Department of Public and Occupational Health, Amsterdam Public Health Research Institute, Amsterdam Movement Sciences, Amsterdam UMC, University of Amsterdam, Amsterdam, the Netherlands.
Knee. 2022 Dec;39:168-184. doi: 10.1016/j.knee.2022.08.004. Epub 2022 Oct 5.
High physical activity (HPA) levels after total knee arthroplasty (TKA) might be related to increased wear and subsequent aseptic loosening, negatively affecting TKA survival. This systematic review studied the association between activity levels and risk of revision surgery at medium (3-10 years) and long term (>10 years) follow up in patients with TKA.
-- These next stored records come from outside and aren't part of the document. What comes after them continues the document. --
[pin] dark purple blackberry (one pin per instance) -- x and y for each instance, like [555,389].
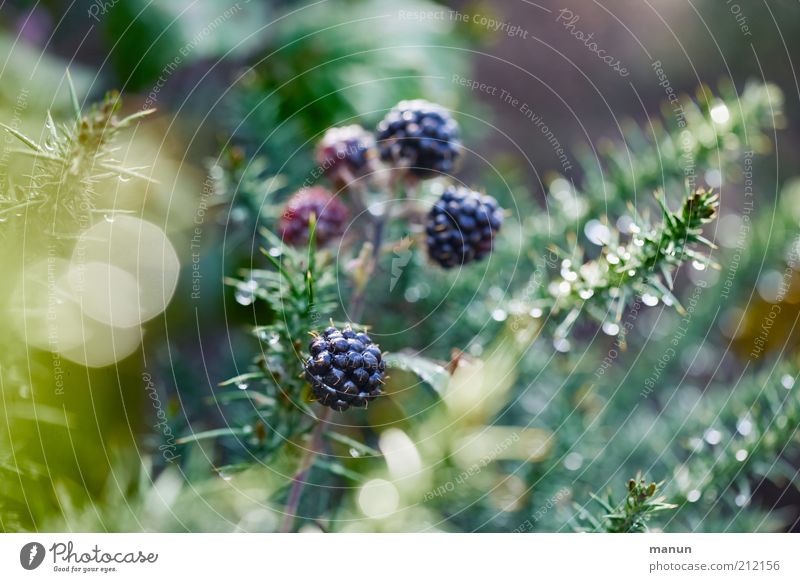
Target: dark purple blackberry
[346,150]
[421,136]
[330,212]
[345,368]
[461,227]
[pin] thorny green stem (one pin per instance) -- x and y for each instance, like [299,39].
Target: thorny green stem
[299,480]
[354,314]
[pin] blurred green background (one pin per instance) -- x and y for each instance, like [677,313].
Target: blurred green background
[260,81]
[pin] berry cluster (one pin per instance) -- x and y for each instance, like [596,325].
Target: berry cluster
[346,152]
[461,227]
[329,211]
[420,135]
[345,368]
[418,140]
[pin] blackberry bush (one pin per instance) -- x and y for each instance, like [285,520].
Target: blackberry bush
[462,226]
[345,368]
[346,152]
[421,136]
[330,213]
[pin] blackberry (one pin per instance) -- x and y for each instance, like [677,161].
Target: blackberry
[461,227]
[330,212]
[345,368]
[346,152]
[420,135]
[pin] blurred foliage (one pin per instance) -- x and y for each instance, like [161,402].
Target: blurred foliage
[488,424]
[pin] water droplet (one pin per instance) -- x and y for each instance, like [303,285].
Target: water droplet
[597,232]
[712,436]
[649,300]
[562,345]
[744,426]
[245,292]
[573,461]
[499,315]
[720,113]
[610,328]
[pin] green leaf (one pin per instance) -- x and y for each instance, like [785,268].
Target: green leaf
[431,373]
[365,450]
[73,97]
[23,138]
[340,470]
[213,434]
[241,378]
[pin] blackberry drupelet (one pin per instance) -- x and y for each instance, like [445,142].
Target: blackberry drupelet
[345,368]
[330,212]
[461,227]
[349,149]
[420,135]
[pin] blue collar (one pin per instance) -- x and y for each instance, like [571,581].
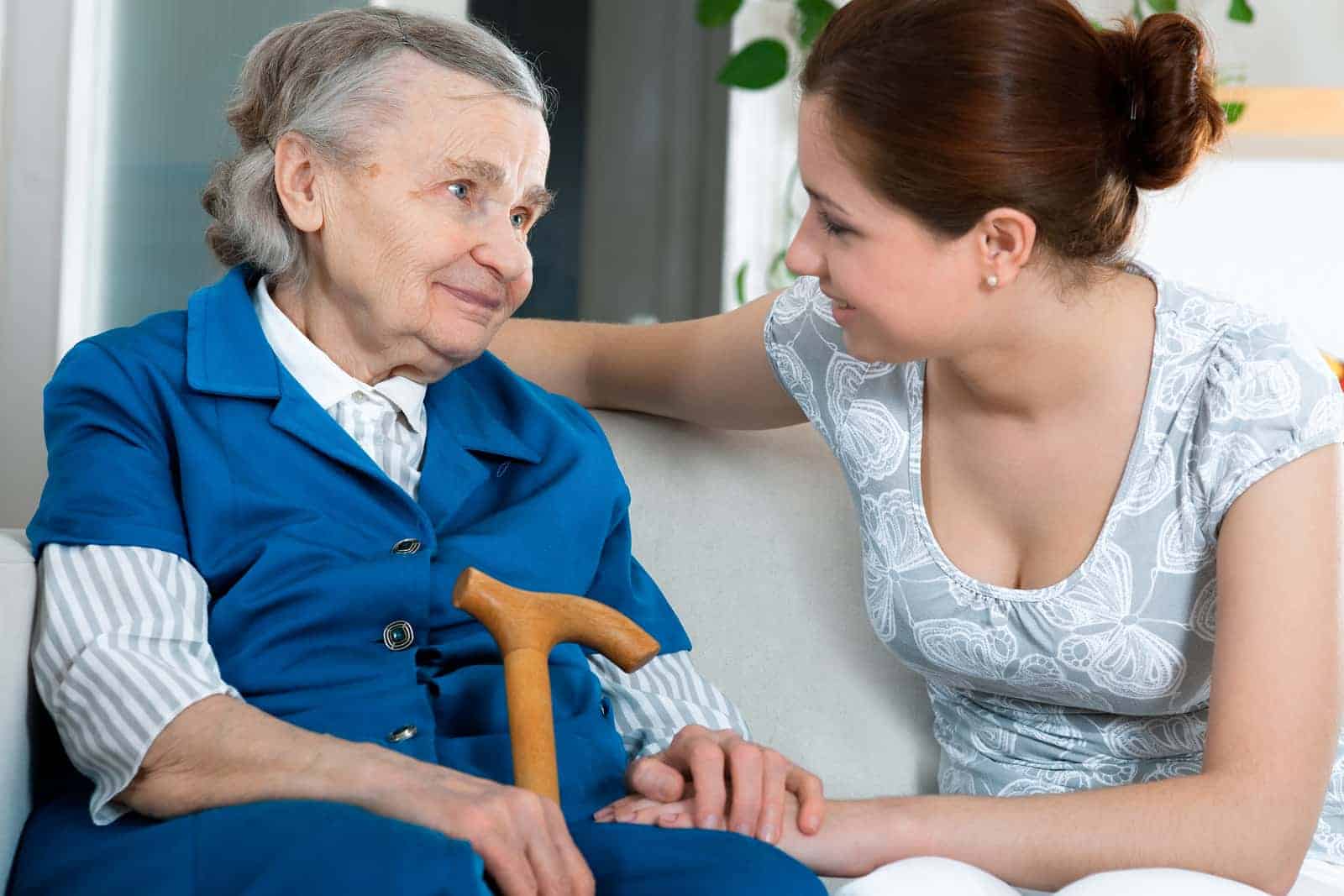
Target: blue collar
[228,355]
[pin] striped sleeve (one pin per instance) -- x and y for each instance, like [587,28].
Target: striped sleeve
[118,651]
[656,701]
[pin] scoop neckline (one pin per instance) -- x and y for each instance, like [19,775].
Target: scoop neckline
[916,401]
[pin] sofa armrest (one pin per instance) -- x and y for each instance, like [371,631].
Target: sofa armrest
[18,595]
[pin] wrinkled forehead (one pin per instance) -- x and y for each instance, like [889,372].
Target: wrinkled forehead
[449,114]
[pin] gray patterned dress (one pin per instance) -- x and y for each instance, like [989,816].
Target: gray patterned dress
[1101,679]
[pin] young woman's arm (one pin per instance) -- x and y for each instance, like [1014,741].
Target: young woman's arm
[1249,815]
[712,371]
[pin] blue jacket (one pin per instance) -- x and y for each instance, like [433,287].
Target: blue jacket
[186,434]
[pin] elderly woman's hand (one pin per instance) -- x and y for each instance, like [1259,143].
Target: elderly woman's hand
[718,770]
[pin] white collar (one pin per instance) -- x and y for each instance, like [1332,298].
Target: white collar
[319,374]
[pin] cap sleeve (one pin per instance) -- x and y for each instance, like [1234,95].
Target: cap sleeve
[804,343]
[1269,399]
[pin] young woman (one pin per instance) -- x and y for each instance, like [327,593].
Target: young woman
[1100,510]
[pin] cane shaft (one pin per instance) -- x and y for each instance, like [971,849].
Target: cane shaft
[528,681]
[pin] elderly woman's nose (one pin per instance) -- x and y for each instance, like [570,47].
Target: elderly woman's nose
[504,251]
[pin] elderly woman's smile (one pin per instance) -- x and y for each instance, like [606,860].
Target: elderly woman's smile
[417,249]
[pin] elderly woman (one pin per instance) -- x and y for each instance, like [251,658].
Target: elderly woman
[257,510]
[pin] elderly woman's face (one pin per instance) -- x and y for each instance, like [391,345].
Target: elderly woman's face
[425,242]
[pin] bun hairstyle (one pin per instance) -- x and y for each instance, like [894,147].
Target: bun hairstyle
[953,107]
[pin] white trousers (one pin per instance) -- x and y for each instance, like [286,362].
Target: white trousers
[931,876]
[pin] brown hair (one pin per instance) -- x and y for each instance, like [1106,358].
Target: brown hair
[952,107]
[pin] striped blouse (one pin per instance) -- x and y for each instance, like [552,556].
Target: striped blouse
[121,641]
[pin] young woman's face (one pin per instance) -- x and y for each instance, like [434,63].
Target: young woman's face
[898,291]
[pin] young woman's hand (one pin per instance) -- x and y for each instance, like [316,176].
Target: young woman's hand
[730,785]
[853,841]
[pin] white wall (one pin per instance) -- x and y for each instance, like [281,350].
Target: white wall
[33,165]
[1297,43]
[452,8]
[1253,223]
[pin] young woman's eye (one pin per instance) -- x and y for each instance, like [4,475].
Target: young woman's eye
[831,228]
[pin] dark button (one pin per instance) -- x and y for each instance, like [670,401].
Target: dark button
[398,636]
[405,732]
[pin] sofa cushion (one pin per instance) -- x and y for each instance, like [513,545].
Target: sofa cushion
[756,544]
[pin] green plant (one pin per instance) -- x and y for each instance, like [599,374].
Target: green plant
[765,62]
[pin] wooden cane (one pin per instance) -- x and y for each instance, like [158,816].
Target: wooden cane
[528,625]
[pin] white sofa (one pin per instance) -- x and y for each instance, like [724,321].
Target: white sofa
[756,543]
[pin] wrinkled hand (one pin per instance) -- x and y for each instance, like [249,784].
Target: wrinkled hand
[522,837]
[726,783]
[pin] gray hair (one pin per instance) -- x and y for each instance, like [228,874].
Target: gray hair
[329,78]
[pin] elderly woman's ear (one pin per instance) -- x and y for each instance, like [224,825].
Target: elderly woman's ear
[297,183]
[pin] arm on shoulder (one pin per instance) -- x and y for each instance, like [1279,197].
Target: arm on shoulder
[712,371]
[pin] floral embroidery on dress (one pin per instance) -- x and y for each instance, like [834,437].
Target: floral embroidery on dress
[1101,679]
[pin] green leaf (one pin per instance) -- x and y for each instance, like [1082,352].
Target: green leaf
[712,13]
[757,65]
[1241,11]
[813,16]
[1233,110]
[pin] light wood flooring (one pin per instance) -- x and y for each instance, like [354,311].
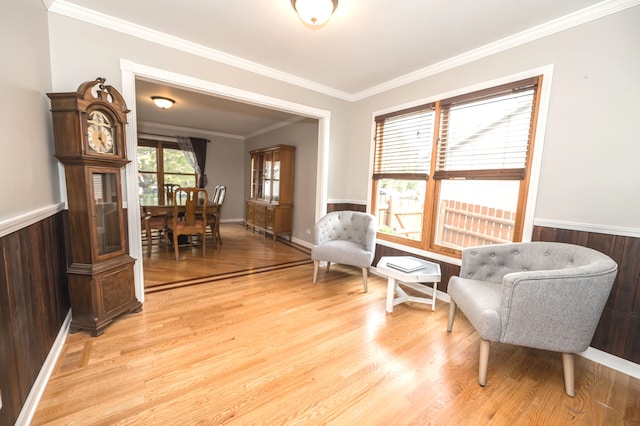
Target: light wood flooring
[271,348]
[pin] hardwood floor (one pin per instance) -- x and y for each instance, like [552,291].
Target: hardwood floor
[272,348]
[242,252]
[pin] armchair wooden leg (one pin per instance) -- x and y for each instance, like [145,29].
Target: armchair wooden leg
[452,315]
[569,377]
[484,362]
[365,274]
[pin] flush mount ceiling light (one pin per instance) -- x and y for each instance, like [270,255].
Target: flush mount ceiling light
[162,102]
[314,12]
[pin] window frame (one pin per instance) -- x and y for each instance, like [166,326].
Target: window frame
[432,195]
[160,146]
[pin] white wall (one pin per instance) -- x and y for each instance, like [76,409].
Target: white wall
[304,136]
[589,172]
[592,107]
[28,169]
[225,166]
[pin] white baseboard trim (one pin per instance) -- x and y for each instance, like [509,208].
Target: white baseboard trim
[33,399]
[619,364]
[603,358]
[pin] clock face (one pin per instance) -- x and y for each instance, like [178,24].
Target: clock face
[100,133]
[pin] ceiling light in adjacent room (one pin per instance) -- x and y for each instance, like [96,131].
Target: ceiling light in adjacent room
[162,102]
[314,12]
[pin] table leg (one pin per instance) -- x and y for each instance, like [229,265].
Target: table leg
[391,290]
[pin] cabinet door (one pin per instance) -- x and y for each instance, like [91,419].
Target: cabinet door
[268,177]
[276,177]
[270,223]
[108,226]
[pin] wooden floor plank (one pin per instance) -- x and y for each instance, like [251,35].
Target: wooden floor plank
[273,348]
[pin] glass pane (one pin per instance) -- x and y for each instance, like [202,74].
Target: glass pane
[148,189]
[489,134]
[147,159]
[475,212]
[176,162]
[105,192]
[185,181]
[399,207]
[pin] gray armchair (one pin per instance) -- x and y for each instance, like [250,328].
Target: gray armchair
[347,238]
[541,295]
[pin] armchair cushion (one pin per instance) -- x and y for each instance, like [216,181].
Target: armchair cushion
[345,237]
[538,294]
Databases (PubMed, Embase) were searched up to 12 October 2021. Studies comparing low physical activity (LPA) and HPA levels in TKA patients and related risk of revision surgery were eligible for inclusion. After data extraction and evaluation of methodological quality, a meta-analysis was performed. Quality of evidence was assessed using the GRADE framework. PROSPERO registration: CRD42020194284.
Five cohort studies and one case-control study met the inclusion criteria, involving 4811 TKA procedures in 4263 patients (mean follow up 4-12 years). Five studies were of moderate methodological quality and one of low quality. Meta-analysis demonstrated no association between HPA level and an increased risk of all-cause revision surgery (risk ratio (RR) 0.62, 95 % confidence interval (CI) 0.24-1.63, level of certainty: very low) or revision surgery due to aseptic loosening (RR 1.33, 95 % CI 0.34-5.24, level of certainty: moderate). Only one study reported on survivorship, with an improved survivorship for the HPA group (odds ratio of 2.4, 95 % CI 1.2-4.7, level of certainty: low).
During the first 12 postoperative years after TKA, there seems to be no increased risk for revision surgery for patients with a HPA level compared with patients with an LPA level.
全膝关节置换术(TKA)后高体力活动(HPA)水平可能与磨损增加及随后的无菌性松动有关,对TKA的生存率产生负面影响。本系统评价研究了TKA患者在中期(3至10年)和长期(>10年)随访时活动水平与翻修手术风险之间的关联。
检索截至2021年10月12日的数据库(PubMed、Embase)。比较TKA患者低体力活动(LPA)和HPA水平以及相关翻修手术风险的研究符合纳入标准。在进行数据提取和方法学质量评估后,进行荟萃分析。使用GRADE框架评估证据质量。PROSPERO注册号:CRD42020194284。
五项队列研究和一项病例对照研究符合纳入标准,涉及4263例患者的4811例TKA手术(平均随访4至12年)。五项研究方法学质量中等,一项质量低。荟萃分析表明,HPA水平与全因翻修手术风险增加之间无关联(风险比(RR)0.62,95%置信区间(CI)0.24至1.63,确定性水平:非常低),或与无菌性松动导致的翻修手术之间无关联(RR 1.33,95%CI 0.34至5.24,确定性水平:中等)。只有一项研究报告了生存率,HPA组的生存率有所提高(优势比为2.4,95%CI 1.2至4.7,确定性水平:低)。
在TKA术后的前12年中,与LPA水平的患者相比,HPA水平的患者翻修手术风险似乎没有增加。